As part of our Portfolio Workshop at the V&A, we were extremely lucky to be joined by All Saints for a two day garment construction class. Senior Pattern Cutter Bazeley (first name Robert, but don’t tell him we told you…) spoke to FAD beneficiaries about his role at All Saints, his career journey so far and advice for those who want to follow in his footsteps.
Tell us a bit about your role at All Saints. What’s a day in the life of a Senior Pattern Cutter?
I’m basically responsible for turning the 2D sketches done by our designers into 3D garments. They’ll come to me with their ideas, I’ll advise on what can or can’t be done and then I’ll go away and make a pattern. Day to day, I will speak to machinists and liaise with them regarding the making of my patterns. It’s quite a collaborative process, if I don’t know how to do something, I’ll talk to them. I’ll meet with designers and receive new sketches and I’ll also make my toiles. Pattern-cutters don’t need to be able to sew amazingly, but you do need to be able to put a mock-up together. I will oversee and make my garments and then the cycle repeats.
How did you get into your job?
I did my degree at LCF in fashion design technology and then when I graduated, I realised I didn’t really understand pattern-cutting. It seemed like a really scary thing so I went and did a post-grad in pattern-cutting at Central Saint Martins. My first job was tracing off of other people’s patterns, which was a really good way for me to get to grips with the things nobody teaches you in college – things like industry standards, seam allowance and the particular way of finishing.
Before working for All Saints I had quite a diverse career background working for both client and supplier businesses. I worked for Nicole Farhi, Preen and Asos and then I’ve worked for suppliers supplying into high-street stores, which trains you to work really fast. So now, working for All Saints, that’s something that’s set me really far apart from the pattern-cutters there. If you can do a pattern faster than everyone else, you won’t be short of a job!
What advice would you give to those working towards a career in fashion?
I would definitely say be good at what you do, it might sound obvious but learn your craft and develop your skill-set so that you have a solid foundation. Speed is really important, if you can be fast and accurate you won’t find it hard to get a job. One of the big things with working in industry is making peace with copying patterns. When I first went into industry I swore I wouldn’t, but the entire industry does it, so if you’re able to take a pattern off a garment and do it well, it’s a really key thing for getting work in industry.
Another big thing is that it’s a really small world once you’re in the fashion industry, everyone knows someone. It’s really important to be professional and make sure you’re representing yourself and your craft as much as possible. Also, don’t be a robot, be yourself and be personable. Having a laugh whilst doing your job is important, people will remember you and might help you out later on.
What do you look for in an intern?
Obviously they need to have a passion for what they’re doing and their craft. I think it’s really good when candidates are quite specific with what they’re looking for, their goals and expectations, and I think, being personable is really important. Being fun and mucking in, being a nice person is just s important as being good at what you do.

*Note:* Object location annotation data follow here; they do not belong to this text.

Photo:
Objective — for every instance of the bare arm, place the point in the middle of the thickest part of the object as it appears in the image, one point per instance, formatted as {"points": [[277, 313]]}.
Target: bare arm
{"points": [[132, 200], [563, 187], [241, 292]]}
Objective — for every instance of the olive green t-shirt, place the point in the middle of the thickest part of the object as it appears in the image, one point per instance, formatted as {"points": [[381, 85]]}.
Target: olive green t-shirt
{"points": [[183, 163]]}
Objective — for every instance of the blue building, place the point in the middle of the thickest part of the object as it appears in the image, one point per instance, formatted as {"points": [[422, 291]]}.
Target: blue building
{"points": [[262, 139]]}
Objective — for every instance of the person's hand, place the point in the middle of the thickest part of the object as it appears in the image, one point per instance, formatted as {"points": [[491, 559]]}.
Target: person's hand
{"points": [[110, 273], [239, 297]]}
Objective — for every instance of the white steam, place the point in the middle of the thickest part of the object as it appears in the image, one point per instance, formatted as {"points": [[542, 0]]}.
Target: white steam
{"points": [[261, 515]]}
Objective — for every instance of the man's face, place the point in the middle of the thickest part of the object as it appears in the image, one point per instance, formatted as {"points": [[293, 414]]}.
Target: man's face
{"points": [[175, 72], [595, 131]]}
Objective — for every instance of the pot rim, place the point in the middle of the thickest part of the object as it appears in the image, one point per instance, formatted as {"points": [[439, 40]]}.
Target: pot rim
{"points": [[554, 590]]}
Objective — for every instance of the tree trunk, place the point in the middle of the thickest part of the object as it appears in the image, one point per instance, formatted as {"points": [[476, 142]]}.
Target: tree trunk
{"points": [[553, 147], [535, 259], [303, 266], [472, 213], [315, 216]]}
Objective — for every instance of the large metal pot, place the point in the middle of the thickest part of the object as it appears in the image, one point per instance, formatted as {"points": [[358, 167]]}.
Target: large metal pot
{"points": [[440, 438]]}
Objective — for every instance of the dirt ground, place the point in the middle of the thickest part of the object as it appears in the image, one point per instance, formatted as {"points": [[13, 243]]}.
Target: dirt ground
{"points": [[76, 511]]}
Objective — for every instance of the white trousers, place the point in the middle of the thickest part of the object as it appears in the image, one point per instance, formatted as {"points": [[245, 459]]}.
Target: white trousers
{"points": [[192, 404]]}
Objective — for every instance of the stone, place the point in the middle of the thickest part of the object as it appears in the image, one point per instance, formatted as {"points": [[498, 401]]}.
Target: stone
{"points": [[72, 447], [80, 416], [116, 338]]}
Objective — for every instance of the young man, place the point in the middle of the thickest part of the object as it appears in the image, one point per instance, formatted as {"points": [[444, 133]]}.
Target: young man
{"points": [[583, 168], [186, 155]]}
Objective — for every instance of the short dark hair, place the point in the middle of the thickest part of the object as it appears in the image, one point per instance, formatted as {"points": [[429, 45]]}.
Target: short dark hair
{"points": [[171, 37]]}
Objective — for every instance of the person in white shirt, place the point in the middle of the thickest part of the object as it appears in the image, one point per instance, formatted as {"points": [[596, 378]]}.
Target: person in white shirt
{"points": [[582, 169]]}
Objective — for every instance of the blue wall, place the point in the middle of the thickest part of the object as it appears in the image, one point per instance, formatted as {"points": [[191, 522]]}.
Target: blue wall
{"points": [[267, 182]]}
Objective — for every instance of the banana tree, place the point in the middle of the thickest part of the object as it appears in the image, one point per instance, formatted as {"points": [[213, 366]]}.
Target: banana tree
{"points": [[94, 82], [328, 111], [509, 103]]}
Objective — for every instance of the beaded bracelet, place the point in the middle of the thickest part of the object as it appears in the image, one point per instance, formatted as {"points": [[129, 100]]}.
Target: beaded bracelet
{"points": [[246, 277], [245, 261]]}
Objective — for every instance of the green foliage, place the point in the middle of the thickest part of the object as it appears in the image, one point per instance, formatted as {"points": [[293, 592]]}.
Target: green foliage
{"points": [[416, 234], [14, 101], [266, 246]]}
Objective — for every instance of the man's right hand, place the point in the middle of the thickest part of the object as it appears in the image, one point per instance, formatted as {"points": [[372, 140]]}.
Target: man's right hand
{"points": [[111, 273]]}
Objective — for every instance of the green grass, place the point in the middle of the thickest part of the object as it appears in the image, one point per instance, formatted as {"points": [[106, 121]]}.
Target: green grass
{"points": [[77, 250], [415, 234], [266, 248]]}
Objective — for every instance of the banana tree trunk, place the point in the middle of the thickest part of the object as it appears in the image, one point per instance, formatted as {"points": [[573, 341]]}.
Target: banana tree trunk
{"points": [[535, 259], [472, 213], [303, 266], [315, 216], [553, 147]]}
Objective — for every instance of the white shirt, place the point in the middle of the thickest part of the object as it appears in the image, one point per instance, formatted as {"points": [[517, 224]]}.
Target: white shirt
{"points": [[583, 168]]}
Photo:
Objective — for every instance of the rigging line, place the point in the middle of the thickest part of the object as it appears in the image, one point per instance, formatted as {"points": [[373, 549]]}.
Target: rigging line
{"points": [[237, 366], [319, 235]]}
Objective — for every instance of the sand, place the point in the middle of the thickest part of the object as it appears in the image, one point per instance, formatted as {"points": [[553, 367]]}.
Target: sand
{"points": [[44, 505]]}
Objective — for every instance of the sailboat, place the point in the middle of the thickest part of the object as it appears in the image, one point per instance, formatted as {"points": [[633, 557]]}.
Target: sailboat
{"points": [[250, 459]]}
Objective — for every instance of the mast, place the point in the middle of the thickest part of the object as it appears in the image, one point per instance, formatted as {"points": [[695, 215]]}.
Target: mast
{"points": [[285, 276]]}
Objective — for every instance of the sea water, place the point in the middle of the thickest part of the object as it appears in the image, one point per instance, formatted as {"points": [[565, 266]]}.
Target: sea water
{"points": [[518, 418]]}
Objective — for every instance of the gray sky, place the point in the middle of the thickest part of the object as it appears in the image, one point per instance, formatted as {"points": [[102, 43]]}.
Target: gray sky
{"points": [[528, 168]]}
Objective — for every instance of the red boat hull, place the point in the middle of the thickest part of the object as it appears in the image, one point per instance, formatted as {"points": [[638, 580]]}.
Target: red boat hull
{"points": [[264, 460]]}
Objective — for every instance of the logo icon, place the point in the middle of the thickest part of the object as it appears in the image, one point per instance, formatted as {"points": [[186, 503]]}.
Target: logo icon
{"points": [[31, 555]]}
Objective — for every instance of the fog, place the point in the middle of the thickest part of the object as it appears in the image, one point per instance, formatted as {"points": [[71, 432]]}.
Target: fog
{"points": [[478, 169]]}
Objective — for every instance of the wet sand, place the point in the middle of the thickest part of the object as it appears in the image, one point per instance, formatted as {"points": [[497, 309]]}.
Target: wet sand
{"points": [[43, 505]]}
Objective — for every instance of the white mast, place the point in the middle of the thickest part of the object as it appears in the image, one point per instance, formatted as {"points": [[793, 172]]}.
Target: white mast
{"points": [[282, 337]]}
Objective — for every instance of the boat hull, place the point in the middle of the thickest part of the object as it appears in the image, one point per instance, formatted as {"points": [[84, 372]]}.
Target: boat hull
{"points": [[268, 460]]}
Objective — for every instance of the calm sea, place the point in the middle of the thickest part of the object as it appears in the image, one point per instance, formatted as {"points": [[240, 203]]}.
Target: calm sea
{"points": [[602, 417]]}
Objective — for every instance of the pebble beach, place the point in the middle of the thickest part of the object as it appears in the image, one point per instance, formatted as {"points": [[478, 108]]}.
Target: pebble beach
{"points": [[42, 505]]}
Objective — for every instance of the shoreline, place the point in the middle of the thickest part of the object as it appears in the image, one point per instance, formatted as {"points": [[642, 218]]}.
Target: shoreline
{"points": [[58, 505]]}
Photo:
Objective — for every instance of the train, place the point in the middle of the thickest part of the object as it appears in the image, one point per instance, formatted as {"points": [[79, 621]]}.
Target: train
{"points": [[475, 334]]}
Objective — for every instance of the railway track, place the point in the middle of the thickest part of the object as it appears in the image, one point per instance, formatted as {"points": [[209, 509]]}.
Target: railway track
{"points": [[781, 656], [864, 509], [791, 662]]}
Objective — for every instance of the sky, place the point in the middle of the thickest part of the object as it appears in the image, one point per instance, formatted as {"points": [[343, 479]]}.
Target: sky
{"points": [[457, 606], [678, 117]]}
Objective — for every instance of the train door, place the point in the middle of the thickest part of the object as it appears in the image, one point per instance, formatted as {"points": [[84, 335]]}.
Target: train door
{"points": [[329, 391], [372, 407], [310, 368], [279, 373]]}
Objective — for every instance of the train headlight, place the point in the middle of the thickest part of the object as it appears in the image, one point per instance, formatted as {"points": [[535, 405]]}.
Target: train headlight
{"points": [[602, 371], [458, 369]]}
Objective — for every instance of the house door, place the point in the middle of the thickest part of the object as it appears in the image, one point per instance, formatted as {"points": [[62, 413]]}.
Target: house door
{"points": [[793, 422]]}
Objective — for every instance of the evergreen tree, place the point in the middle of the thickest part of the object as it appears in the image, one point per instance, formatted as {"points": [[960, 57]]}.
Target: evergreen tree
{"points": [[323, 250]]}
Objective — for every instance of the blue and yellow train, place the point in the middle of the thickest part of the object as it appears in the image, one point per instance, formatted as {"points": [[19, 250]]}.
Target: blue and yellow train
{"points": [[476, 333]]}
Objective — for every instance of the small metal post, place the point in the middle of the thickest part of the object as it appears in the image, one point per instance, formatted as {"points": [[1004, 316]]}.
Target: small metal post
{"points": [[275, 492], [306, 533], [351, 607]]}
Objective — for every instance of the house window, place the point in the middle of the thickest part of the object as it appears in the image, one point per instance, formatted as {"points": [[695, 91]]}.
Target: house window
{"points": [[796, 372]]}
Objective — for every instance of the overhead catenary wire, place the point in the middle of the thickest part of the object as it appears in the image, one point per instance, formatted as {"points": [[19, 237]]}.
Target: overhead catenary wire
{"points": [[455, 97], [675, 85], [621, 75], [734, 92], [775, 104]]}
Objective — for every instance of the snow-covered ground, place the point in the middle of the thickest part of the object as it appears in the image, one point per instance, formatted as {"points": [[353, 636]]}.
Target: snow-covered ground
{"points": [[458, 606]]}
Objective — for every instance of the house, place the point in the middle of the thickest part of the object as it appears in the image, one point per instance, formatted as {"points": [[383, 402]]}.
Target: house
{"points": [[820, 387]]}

Why do you think it’s important for organisations like FAD to provide workshops like this?
I think it’s a great way of giving young people skills and experience to enable them to go out and get a job. It’s a great opportunity to speak to people who have been in their position, worked their way up in industry and managed to find work. They can see that with perseverance it is possible; all you have to do is stick with it.
Thank you so much to All Saints and the V&A for making this workshop possible!